Sur le front des taux d'intérêt, le constat est le même. L'épée de Damocles du Brexit et les rebondissements en cascade du feuilleton n'ont pas entamé la confiance. Les obligations d'État n'ont pas été affectées par un écart de méfiance avec l'Allemagne ou la France différent de celui du passé : le rendement du Gilt 10 ans a été divisé par deux depuis le printemps 2016 pour passer sensiblement au-dessous de 0,7 %.

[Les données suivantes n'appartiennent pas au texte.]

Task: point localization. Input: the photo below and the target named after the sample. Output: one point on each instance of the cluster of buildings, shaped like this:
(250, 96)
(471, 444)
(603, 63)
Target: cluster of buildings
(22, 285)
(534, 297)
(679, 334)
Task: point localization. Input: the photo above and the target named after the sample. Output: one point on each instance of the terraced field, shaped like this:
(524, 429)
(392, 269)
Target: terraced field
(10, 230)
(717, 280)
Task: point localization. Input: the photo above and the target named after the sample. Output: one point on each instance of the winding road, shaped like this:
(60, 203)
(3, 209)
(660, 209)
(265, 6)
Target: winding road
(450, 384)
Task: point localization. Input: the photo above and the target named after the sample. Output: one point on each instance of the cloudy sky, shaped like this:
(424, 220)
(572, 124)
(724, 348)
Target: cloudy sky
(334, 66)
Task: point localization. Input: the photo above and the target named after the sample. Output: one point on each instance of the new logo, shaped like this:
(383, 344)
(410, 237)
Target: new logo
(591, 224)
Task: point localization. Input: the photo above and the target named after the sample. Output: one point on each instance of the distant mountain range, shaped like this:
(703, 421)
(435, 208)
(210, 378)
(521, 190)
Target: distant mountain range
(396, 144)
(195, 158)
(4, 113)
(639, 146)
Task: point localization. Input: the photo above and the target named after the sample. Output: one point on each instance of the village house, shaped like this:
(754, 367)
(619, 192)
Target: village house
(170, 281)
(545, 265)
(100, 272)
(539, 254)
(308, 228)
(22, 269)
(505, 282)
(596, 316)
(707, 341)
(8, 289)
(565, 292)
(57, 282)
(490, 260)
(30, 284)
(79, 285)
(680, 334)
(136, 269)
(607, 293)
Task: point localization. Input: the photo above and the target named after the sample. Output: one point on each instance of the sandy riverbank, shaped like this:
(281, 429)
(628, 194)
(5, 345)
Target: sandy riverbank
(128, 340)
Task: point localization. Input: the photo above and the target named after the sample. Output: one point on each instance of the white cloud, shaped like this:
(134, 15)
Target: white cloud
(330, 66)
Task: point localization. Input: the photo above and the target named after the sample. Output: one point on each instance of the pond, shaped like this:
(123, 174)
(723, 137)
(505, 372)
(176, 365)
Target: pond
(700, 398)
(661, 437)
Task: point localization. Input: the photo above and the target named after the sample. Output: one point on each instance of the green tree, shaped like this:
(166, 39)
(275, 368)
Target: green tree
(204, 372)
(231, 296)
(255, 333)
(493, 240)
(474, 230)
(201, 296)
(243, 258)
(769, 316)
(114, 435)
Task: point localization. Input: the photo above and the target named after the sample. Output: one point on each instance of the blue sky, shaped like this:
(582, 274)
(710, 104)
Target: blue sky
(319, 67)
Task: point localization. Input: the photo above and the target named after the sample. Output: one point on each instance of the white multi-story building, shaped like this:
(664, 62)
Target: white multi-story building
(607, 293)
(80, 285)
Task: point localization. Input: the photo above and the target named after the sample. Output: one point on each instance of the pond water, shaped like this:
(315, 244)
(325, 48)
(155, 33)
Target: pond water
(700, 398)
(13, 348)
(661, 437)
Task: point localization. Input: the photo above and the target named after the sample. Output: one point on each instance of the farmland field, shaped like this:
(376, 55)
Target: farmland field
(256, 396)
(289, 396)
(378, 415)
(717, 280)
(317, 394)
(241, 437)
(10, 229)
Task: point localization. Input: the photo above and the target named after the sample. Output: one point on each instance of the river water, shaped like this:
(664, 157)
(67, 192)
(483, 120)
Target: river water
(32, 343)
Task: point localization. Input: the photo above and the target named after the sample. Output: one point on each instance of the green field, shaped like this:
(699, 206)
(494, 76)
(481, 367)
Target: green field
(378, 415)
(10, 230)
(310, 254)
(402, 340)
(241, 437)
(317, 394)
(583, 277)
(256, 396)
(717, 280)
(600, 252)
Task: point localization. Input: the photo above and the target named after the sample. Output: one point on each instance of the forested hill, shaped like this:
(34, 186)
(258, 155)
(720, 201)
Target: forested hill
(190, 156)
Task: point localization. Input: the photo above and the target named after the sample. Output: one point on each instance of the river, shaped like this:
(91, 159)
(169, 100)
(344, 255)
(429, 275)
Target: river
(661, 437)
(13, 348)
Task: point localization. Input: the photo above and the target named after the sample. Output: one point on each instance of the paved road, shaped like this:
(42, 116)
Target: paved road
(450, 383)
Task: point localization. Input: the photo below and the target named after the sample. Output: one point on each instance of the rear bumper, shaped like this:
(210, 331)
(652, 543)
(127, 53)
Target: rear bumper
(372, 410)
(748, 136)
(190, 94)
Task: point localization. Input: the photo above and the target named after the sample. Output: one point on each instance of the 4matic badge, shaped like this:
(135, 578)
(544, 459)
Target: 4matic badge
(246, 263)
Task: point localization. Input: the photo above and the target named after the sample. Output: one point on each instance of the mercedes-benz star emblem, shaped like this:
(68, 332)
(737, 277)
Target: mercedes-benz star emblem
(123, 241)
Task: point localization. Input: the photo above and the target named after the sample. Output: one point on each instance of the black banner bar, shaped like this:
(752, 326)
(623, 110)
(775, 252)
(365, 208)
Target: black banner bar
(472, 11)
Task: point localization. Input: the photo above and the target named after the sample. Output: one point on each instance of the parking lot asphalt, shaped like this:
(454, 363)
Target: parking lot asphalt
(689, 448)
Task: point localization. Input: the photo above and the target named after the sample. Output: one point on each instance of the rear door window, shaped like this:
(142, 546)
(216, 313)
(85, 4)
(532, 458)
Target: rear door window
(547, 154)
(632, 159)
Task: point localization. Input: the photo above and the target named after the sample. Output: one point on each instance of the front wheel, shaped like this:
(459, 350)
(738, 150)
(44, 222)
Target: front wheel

La Banque d'Angleterre a suivi la politique des autres grandes banques centrales. Dans la foulée du referendum, elle avait poursuivi la baisse de ses taux initiée en 2007 pour les ramener à 0,25 % le 4 août 2016. Deux relèvements de 0,25 %, en novembre 2017 et en août 2018, suivaient l'orientation d'alors de la Réserve Fédérale américaine. Ils donnaient des marges de manoeuvre et préparaient ainsi un Brexit effectif, en profitant de la croissance plus forte que prévu et dépassant même le potentiel estimé par l'institut d'émission du sterling.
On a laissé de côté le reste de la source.